Base Education is an online platform addressing the teens’ needs using technology to engage students while maintaining supervision that opens communication between teens, teachers, parents, and guardians. “Schools leverage our platform in a variety of ways. Teachers can assign a monitor module for students based on the relationship they already have, and they can individualize the programming as well,” explains Glen. “Teachers and administrators can also have greater insight into their experiences by connecting with students on a more meaningful level.”
The students take modules that directly relate to their experiences in life. They answer questions and assessments, so they are accountable and responsible for their actions. Students are heard and better understood because parents and guardians learn from their content. The students and parents are making and receiving points for successfully connecting with each other.
Glen points out that each student is aware of the fact that their content is read by a teacher and they are not forced to do this. “They just want to be heard. They know everything they write, and everything they delete is being read by school officials. They have to give their consent before they are allowed to take any modules at all. And even when asked if they were telling the truth or asked about telling the truth, 98% of kids in one of our studies said they told the truth even though it was hard.”
Because the concept is new and may shift standard approaches, Glen stresses that schools need to think outside the box, instead of using printouts and packets, and consider how and where implementation of the modules is appropriate. Lack of technology resources can pose as a barrier, but in such cases, many teachers have worked around that issue by walking through the modules as a class and taking up any confusions or concerns with the students.
BASE's purpose in education is to assist staff to be equipped with current trends, consistent content, and providing them with another approach to ensure we are reaching them. BASE allows students to feel safe behind a screen with a journalistic style of writing. They write with no interruptions, no perceived judgment, no limits on what they communicate. “BASE is about them. It is about the students' process at their pace in their way. Students report that they feel cared for, they feel in charge of their growth, and that they then also feel empowered as a result of using the program,” adds Glen.
A student goes through a module answering a lot of non-academic questions, pre-assessment, and post-assessment questions. “Kids will answer very frankly and very honestly, which we've learned is a result of them just wanting to be heard,” adds Glen.

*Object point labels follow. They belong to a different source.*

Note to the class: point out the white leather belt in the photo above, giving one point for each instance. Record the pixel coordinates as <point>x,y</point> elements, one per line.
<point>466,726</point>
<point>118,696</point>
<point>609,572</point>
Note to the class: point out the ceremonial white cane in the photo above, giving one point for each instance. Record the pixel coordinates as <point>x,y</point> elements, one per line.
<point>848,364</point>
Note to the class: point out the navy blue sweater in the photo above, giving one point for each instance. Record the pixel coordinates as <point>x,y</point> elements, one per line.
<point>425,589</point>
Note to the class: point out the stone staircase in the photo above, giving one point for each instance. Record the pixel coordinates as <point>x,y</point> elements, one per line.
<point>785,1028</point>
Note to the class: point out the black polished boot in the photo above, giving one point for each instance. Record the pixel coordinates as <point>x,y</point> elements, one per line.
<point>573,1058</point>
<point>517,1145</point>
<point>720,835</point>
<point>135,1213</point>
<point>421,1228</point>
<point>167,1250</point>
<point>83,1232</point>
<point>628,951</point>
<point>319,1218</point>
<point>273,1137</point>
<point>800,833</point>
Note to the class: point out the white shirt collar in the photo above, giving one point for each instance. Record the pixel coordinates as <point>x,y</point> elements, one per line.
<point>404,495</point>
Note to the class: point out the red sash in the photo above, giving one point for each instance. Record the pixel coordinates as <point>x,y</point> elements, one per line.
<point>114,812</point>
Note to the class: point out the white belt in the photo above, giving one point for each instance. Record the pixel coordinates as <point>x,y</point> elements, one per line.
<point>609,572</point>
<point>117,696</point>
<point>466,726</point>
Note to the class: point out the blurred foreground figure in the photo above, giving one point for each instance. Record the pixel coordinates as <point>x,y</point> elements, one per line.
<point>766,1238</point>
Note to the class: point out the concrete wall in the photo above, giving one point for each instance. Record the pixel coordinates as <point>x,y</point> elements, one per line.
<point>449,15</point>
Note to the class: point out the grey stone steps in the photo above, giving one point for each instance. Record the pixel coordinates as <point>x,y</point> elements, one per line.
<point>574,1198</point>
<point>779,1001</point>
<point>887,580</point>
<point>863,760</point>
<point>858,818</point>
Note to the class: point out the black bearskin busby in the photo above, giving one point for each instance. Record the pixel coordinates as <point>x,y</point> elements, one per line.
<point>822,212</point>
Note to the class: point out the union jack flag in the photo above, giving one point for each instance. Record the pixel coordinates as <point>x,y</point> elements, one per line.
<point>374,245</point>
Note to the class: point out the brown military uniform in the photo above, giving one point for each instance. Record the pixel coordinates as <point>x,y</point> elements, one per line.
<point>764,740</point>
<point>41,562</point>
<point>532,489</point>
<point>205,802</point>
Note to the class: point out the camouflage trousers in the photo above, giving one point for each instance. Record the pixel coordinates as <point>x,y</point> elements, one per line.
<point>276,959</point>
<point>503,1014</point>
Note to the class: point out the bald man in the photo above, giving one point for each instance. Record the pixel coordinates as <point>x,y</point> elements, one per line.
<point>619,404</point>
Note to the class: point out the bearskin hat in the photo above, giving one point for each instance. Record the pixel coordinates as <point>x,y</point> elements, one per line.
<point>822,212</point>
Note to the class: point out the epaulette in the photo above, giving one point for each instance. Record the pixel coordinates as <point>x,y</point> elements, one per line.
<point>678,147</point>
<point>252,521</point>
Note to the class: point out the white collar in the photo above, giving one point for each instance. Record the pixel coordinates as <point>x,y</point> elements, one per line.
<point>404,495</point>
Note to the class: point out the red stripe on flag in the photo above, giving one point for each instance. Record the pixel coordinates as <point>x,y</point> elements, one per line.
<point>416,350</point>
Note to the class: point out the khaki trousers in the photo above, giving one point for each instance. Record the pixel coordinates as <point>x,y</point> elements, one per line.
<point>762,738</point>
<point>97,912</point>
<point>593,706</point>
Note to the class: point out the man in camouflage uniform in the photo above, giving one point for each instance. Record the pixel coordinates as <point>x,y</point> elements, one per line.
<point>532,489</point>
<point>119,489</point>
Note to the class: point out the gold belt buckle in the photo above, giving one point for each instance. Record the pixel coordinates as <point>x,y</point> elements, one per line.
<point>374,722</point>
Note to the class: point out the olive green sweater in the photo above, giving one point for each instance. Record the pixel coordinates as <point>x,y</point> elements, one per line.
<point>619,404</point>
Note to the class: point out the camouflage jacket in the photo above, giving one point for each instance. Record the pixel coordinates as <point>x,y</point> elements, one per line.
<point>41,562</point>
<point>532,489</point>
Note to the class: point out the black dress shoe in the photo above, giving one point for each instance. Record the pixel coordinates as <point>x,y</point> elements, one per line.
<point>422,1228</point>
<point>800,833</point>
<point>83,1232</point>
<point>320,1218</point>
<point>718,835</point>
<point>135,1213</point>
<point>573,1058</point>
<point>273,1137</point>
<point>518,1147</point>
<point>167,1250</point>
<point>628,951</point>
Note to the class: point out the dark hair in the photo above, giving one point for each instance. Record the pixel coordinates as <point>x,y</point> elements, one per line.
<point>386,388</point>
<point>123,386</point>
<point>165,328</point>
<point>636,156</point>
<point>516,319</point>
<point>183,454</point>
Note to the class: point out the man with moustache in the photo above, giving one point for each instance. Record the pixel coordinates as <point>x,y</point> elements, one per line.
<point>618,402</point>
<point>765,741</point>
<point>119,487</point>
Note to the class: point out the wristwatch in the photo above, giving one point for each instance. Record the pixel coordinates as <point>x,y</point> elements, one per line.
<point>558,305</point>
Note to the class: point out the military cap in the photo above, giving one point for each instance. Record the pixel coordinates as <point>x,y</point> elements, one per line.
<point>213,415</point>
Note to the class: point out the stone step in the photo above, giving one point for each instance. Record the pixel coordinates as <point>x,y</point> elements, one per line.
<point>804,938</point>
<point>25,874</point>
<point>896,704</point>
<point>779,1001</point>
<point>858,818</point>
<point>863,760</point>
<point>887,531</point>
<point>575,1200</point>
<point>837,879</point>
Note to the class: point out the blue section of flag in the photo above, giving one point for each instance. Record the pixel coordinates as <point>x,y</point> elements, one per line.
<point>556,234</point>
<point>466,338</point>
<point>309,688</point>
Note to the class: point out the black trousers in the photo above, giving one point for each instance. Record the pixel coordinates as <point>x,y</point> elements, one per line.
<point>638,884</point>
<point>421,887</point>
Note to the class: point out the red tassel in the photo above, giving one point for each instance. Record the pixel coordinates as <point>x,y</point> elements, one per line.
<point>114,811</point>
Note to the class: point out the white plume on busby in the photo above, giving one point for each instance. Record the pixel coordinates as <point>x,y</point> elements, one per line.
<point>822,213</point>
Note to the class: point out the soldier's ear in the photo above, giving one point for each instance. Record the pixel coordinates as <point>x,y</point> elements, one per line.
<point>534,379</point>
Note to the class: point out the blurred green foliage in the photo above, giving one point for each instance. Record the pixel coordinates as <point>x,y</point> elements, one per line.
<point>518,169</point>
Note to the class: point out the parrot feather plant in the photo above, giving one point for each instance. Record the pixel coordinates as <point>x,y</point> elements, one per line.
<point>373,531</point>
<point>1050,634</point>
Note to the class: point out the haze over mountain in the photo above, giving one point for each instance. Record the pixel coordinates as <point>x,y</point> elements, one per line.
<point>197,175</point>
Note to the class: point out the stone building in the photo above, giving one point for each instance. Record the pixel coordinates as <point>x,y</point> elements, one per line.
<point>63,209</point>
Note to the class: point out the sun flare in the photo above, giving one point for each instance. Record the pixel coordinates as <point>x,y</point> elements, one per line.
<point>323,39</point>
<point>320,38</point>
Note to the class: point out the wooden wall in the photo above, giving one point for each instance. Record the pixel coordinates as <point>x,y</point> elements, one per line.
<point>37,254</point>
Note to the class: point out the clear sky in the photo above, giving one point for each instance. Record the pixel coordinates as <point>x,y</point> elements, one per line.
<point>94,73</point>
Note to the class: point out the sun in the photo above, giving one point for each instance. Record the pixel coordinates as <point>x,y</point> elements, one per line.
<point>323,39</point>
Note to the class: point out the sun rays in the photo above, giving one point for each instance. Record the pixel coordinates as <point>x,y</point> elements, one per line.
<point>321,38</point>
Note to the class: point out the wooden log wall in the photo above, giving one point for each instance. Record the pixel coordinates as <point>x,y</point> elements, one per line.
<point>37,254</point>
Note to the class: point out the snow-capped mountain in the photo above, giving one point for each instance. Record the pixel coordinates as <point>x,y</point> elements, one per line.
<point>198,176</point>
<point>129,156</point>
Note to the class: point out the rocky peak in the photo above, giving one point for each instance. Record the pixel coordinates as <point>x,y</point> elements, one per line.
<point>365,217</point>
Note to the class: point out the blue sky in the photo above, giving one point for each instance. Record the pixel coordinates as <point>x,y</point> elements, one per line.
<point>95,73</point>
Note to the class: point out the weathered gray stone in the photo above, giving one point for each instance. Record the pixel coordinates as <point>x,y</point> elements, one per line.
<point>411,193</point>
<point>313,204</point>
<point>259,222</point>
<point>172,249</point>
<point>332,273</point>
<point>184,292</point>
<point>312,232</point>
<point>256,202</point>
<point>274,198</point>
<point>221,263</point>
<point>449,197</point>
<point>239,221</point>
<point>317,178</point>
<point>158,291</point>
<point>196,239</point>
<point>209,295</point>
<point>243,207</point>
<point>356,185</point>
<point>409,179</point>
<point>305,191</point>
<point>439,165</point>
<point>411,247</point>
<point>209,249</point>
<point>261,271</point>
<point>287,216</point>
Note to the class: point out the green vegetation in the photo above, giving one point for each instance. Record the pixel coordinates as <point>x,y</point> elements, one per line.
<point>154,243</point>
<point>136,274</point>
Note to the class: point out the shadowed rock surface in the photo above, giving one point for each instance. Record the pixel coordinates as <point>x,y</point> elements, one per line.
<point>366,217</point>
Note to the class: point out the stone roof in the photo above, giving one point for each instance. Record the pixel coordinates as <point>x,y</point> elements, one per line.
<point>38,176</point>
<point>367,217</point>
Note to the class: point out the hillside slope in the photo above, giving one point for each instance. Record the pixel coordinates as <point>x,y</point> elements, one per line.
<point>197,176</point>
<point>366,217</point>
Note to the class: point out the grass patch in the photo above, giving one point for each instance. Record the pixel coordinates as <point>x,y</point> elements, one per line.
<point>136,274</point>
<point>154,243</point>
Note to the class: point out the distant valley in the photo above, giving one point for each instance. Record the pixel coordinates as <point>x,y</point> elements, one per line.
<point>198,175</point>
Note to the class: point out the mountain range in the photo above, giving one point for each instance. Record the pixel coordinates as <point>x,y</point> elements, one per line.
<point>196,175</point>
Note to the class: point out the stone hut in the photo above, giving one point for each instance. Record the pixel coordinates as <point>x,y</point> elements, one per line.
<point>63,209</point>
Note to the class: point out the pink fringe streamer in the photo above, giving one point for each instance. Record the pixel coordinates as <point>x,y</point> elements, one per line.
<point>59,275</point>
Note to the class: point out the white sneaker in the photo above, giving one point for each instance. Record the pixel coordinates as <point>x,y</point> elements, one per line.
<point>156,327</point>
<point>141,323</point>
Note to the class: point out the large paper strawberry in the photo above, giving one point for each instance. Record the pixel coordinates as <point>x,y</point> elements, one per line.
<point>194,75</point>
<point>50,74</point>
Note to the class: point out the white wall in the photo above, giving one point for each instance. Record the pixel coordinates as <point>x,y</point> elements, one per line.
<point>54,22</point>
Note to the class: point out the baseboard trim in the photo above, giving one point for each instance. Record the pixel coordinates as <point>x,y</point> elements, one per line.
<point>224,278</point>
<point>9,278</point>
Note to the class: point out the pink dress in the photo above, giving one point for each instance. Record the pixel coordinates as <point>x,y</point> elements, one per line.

The administrator or teacher reads what the student writes in the module. Each module includes a notification system looking for “firewords" that trigger emails or texts alerting the teacher or administrator. The notification sends an alert the moment the student writes the content that needs checking. About 33% of the firewords are not benign with topics like “bullying” and “violent themes.”
Feedback from schools is they were able to thwart some non-optimum situations as a result of the students using BASE while the school staff employed trustworthiness and distinction. “The school teams became aware of the situation and handled themselves beautifully, thus serving a need where there was previously no known concern,” explained Glen.
One module is “Refocus” for students who are having a hard time focusing in class or feel agitated. “And that course starts out with ‘let's go back to the basics.’ ‘Did you sleep last night?’ ‘What did you have for breakfast?’ The module assesses and talks about the importance of self-care, explains Glen and adds, “We’re coming out with a module on hygiene and self-care for females and hygiene and self-care for males.”
Glen understands the importance of EdTech and how it helps facilitate education as a whole. “We all need to know and understand the future directions of learning. By feathering that into the school day, kids will come out of their education feeling more prepared. In addition, not all students have the same learning styles. It is imperative to be able to meet them where they are. No one approach is the silver bullet. We all need to collaborate to reach them and make sense. The BASE is NOT a replacement for human contact, rather it is the opposite. BASE helps to tee-up a meaningful conversation between educator and student.”